Au terme de son examen, si l'AMP estime que l'entreprise ne satisfait pas aux exigences d'intégrité, elle doit le notifier par écrit à l'entreprise et lui donner au moins 10 jours pour compléter le dossier et/ou fournir des observations écrites. 

À la suite d'une décision statuant qu'une entreprise ne satisfait pas aux exigences d'intégrité requises, l'AMP doit imposer à cette entreprise l'application de toute mesure correctrice lui permettant de satisfaire à ces exigences. Ces mesures correctrices, qui sont d’ailleurs aux frais de l’entreprise, sont adaptées à la situation de l’entreprise une fois que cette dernière a pu faire valoir ses observations.

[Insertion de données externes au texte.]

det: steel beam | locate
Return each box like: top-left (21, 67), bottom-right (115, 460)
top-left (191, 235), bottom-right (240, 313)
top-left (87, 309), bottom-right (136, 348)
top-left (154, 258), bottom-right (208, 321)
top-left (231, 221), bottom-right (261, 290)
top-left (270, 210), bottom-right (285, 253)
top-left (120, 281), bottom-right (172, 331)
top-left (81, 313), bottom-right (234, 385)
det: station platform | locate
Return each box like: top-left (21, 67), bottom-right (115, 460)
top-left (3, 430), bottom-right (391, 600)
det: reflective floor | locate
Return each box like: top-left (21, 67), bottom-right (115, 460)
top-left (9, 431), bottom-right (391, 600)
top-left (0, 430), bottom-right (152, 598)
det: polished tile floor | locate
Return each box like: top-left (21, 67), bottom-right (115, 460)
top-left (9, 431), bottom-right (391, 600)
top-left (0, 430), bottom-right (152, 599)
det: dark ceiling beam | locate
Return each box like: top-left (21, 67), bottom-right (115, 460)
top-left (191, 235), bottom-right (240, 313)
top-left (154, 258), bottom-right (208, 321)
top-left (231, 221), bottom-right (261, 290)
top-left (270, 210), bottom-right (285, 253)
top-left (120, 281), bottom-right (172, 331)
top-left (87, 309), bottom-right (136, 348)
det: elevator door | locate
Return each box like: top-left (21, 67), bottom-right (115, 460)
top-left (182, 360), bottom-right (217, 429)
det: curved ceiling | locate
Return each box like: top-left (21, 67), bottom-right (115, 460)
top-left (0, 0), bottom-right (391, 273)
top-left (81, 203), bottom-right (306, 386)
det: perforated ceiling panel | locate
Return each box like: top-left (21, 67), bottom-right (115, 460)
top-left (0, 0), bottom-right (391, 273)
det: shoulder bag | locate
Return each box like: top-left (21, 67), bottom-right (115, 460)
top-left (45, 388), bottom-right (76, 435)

À défaut pour l’entreprise de mettre en œuvre les mesures correctrices, l’AMP inscrit l’entreprise de façon provisoire au registre des entreprises inadmissibles aux contrats publics (« RENA »). Si l’entreprise ne remédie pas au défaut dans les trois mois suivant son inscription, elle est alors inscrite de façon définitive au RENA. Elle est également inscrite au RENA si aucune mesure correctrice ne peut être prise.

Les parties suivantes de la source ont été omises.